11. Oktober 2008

Ein Vormittag mit Marie Antoinette


Die Königin erwachte gewöhnlich gegen 8 Uhr.
Eine Garderobefrau trat alsdann ein mit einem Korbe, der zwei oder drei Hemden, Sacktücher und Waschlappen enthielt; das nannte man die Morgenzurüstung. Die erste Kammerfrau reichte ein Buch, in dem Kleidermuster für großen Staat, für Hauskleider usw. angeheftet waren; es waren gewöhnlich für jede Jahreszeit zwölf „große Kleider“, zwölf kleine Phantasiekleider, zwölf reiche Roben mit Reifröcken bestimmt. Die Königin bezeichnete mit einer Stecknadel die für den Tag ausgewählten Kleider: eine großes Kleid, ein Hauskleid für Nachmittag, eine robe parée für Spiel und Souper.
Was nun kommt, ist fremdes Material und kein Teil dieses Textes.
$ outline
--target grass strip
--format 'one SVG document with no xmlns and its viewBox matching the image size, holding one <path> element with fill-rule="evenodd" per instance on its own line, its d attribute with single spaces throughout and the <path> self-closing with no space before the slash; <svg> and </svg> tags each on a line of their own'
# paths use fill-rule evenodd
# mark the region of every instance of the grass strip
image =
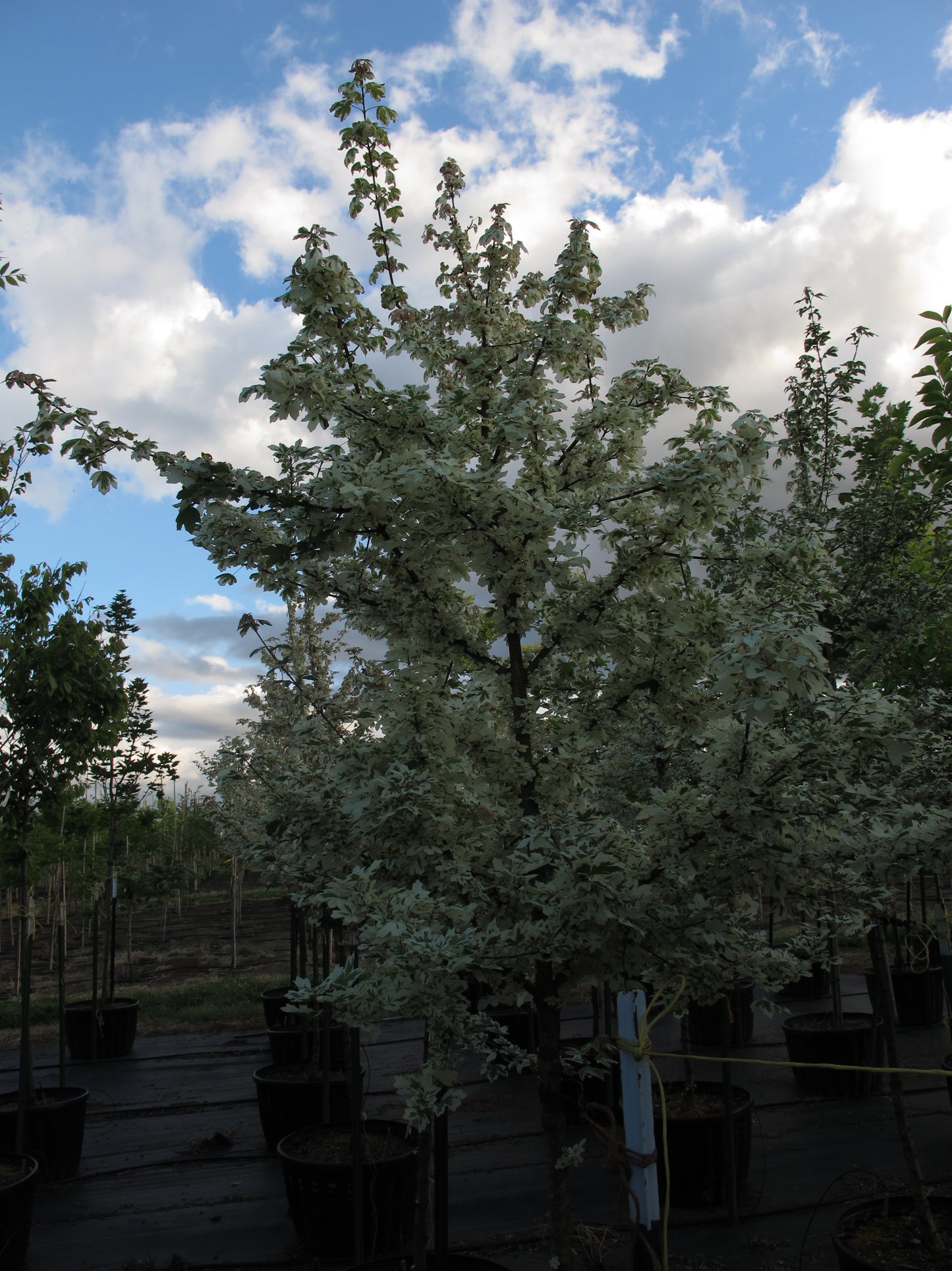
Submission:
<svg viewBox="0 0 952 1271">
<path fill-rule="evenodd" d="M 235 976 L 234 979 L 203 979 L 170 989 L 147 986 L 127 990 L 121 996 L 138 999 L 142 1021 L 170 1019 L 179 1023 L 216 1023 L 220 1019 L 248 1019 L 263 1024 L 259 996 L 274 985 L 274 977 Z M 55 996 L 30 999 L 30 1023 L 55 1024 L 57 1002 Z M 0 1002 L 0 1028 L 19 1028 L 20 1003 L 18 998 Z"/>
</svg>

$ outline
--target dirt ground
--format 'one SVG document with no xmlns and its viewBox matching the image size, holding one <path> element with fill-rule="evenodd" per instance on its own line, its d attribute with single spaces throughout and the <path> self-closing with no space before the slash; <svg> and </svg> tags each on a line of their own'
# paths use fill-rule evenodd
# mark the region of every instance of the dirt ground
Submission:
<svg viewBox="0 0 952 1271">
<path fill-rule="evenodd" d="M 44 905 L 38 904 L 37 935 L 33 947 L 33 998 L 55 998 L 57 993 L 56 927 L 48 921 Z M 0 1000 L 17 995 L 17 951 L 10 939 L 10 923 L 0 923 Z M 107 955 L 105 919 L 100 915 L 99 977 Z M 241 921 L 236 933 L 237 966 L 232 967 L 231 897 L 228 880 L 211 878 L 197 892 L 174 901 L 164 911 L 161 904 L 136 906 L 132 911 L 131 956 L 128 910 L 119 904 L 116 935 L 116 995 L 138 996 L 138 1033 L 154 1036 L 173 1032 L 207 1032 L 248 1028 L 261 1021 L 256 993 L 274 984 L 288 982 L 289 919 L 287 899 L 260 886 L 255 874 L 242 887 Z M 91 995 L 93 942 L 91 915 L 67 915 L 66 1000 L 88 1000 Z M 209 980 L 223 981 L 212 998 L 209 1018 L 176 1018 L 168 1002 L 169 990 L 202 990 Z M 231 984 L 228 984 L 231 981 Z M 239 981 L 235 984 L 235 981 Z M 250 991 L 254 989 L 255 991 Z M 242 990 L 242 991 L 236 991 Z M 182 994 L 176 993 L 182 1002 Z M 230 1012 L 222 1014 L 222 1010 Z M 55 1023 L 36 1022 L 33 1038 L 38 1045 L 56 1040 Z M 0 1049 L 17 1045 L 19 1028 L 0 1026 Z"/>
</svg>

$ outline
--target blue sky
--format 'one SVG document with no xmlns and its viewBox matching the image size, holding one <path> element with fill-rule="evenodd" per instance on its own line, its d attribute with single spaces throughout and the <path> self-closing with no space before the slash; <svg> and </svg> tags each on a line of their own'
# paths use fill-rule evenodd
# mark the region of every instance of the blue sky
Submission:
<svg viewBox="0 0 952 1271">
<path fill-rule="evenodd" d="M 607 285 L 651 281 L 652 319 L 617 369 L 659 353 L 777 409 L 798 347 L 793 300 L 829 296 L 844 334 L 878 333 L 872 372 L 908 395 L 923 308 L 952 300 L 952 5 L 919 0 L 34 0 L 4 15 L 0 361 L 162 446 L 268 461 L 274 430 L 237 391 L 291 334 L 272 304 L 302 222 L 358 269 L 326 107 L 373 56 L 405 257 L 425 299 L 428 219 L 447 153 L 471 206 L 512 205 L 531 267 L 569 216 L 600 225 Z M 23 416 L 0 400 L 0 435 Z M 188 760 L 241 713 L 235 634 L 274 597 L 227 592 L 143 469 L 103 500 L 62 464 L 36 473 L 22 563 L 85 559 L 126 587 L 164 744 Z"/>
</svg>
Man trug das Musterbuch alsbald fort und brachte in großen Tafttüchern die gewählten Kleider herbei.
Die Königin badete fast täglich; man rollte eine Wanne in ihr Zimmer, und die Badefrauen wurden mit allem Badezubehör eingelassen. Die Königin hüllte sich in ein langes Hemd aus englischen Flanell, das bis hinab zugeknöpft war, und wenn sie aus dem Bade stieg, hielt man ein sehr hohes Tuch von sie, um sie gänzlich den Augen ihrer Frauen zu entziehen. Dann begab sie sich wieder zu Bette, mit einem Mantel aus weißem Taft angetan, und nahm ein Buch oder eine Stickerei zur Hand. Um 9 Uhr frühstückte sie, an Badetagen im Bade selbst auf einem auf den Deckel der Wanne gestellten Präsentierteller, an den anderen Tagen in ihrem Bette oder manchmal stehend an einem Ihrem Kanapee gegenüber hingestellten Tischchen. Es fand dann der kleine Empfang statt. Das Frühstück war sehr einfach, etwas Kaffee oder Chocolate.
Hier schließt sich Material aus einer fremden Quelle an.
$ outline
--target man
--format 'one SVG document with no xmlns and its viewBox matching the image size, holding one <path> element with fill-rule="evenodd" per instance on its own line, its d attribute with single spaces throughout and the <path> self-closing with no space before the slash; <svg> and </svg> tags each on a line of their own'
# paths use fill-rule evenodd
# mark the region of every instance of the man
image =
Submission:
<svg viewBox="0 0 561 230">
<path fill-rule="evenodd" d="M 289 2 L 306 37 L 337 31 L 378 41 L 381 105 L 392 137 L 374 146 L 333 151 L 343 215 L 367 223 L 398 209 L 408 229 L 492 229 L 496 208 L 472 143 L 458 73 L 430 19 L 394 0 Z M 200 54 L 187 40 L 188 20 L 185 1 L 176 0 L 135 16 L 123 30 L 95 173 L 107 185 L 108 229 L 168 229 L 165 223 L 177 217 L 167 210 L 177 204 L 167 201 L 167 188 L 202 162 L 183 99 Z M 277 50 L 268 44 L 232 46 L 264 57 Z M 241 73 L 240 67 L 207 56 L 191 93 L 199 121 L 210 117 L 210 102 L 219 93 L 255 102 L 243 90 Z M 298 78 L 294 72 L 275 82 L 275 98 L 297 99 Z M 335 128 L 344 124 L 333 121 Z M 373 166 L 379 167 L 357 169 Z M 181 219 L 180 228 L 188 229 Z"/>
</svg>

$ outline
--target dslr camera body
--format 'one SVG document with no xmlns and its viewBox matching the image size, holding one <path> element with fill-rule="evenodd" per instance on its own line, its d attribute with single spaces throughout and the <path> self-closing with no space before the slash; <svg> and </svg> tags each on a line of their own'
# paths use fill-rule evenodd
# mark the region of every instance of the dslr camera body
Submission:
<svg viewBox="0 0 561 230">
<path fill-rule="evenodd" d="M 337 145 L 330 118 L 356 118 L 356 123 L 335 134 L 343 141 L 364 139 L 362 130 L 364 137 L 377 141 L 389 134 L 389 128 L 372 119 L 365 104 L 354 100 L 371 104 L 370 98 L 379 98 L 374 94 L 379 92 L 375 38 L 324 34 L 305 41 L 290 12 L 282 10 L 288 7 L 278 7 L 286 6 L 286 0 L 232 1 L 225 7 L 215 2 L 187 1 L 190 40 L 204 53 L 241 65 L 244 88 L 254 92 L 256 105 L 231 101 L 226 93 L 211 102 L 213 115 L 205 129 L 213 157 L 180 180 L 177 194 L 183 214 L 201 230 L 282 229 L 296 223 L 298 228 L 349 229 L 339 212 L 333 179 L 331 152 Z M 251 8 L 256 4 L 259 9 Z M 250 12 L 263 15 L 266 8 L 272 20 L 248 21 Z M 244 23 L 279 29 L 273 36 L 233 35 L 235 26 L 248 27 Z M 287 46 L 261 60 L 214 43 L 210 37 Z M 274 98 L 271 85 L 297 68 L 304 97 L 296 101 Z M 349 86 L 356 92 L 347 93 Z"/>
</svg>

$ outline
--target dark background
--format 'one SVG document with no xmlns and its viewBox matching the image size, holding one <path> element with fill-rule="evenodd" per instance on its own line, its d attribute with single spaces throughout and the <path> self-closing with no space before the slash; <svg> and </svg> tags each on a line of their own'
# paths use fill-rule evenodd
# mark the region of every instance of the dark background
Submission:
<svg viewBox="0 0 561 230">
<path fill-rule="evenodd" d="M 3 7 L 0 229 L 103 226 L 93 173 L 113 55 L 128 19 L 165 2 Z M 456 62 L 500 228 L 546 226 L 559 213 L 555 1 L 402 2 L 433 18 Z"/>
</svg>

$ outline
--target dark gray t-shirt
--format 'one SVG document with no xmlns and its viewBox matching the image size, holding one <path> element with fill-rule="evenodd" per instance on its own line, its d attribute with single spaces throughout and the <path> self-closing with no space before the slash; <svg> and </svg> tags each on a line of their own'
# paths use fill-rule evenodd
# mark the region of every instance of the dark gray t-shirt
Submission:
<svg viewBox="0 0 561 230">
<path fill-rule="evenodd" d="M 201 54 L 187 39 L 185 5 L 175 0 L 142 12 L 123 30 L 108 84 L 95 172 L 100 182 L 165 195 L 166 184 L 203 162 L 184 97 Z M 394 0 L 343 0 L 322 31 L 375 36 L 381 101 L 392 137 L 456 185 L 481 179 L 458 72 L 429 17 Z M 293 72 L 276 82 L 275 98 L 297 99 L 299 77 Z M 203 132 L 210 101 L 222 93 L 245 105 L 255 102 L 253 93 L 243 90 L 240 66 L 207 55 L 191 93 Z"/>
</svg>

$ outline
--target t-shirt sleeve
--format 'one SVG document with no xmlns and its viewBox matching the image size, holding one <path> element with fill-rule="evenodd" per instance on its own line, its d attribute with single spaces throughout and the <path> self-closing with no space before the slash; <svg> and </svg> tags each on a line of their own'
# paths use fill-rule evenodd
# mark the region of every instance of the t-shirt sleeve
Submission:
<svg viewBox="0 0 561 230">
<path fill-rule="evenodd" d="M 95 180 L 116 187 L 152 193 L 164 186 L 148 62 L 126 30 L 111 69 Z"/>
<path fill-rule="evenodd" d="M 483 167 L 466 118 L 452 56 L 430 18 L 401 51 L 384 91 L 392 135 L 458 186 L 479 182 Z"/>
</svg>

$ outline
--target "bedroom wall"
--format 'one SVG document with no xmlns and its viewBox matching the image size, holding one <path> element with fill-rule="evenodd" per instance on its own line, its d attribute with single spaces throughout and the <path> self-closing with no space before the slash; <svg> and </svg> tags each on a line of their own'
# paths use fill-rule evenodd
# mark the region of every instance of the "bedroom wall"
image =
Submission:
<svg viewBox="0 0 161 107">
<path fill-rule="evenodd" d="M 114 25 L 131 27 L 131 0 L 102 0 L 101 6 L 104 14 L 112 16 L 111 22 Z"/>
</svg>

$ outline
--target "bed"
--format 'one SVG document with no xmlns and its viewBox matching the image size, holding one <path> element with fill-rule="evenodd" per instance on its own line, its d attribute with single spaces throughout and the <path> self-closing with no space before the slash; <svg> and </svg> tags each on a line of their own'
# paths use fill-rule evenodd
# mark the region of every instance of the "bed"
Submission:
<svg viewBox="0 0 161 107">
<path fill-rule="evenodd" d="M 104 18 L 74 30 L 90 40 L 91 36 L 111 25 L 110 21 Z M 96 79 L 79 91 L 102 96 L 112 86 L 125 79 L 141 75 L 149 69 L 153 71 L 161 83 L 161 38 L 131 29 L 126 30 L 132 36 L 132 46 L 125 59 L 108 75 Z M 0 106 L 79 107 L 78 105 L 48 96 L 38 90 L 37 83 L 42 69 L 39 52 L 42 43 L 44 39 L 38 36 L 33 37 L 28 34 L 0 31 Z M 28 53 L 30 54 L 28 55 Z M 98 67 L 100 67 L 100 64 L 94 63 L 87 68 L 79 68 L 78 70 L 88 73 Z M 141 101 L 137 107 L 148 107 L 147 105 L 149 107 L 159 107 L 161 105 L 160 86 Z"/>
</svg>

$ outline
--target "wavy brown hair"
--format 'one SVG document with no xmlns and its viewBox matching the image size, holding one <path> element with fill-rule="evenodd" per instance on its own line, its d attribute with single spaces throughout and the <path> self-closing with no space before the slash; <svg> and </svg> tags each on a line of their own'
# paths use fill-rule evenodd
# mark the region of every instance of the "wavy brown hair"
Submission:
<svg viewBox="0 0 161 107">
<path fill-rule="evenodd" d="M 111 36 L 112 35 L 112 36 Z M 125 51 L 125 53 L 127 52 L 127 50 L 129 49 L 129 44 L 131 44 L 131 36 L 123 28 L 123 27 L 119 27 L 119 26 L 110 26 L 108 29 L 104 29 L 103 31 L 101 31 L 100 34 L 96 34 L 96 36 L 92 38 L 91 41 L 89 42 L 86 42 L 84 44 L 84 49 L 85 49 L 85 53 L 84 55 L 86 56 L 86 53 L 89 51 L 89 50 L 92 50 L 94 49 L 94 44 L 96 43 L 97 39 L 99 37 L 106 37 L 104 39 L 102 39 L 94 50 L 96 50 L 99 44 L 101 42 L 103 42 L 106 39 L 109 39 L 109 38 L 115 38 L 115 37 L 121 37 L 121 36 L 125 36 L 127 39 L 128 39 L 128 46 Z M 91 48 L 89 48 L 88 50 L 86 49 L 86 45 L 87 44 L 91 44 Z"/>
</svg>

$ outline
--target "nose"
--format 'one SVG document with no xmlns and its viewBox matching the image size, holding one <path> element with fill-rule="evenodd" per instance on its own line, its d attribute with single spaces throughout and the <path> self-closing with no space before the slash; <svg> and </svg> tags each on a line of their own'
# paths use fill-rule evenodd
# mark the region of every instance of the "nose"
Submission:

Zu Mittag fand die Repräsentationstoilette; das war zugleich die Stunde des großen Empfanges. Es wurden Feldstühle herbeigerückt für die Oberintendantin, die Ehren- und Kammerdamen, die Gouvernante der königlichen Kinder; die Prinzen von Geblüt, die Gardekapitäne, alle Zutritt habenden Großwürdenträger machten ihre Cour; die Palastdamen erst nach der Toilette. Die Königin grüßte mit dem Kopfe oder durch kleine Verbeugung, wenn es ein Prinz von Geblüt war; sie stütze sich auf den Putztisch, um das Zeichen zum Aufstehen zu geben. Die Brüder des Königs kamen gewöhnlich, während man sie frisierte.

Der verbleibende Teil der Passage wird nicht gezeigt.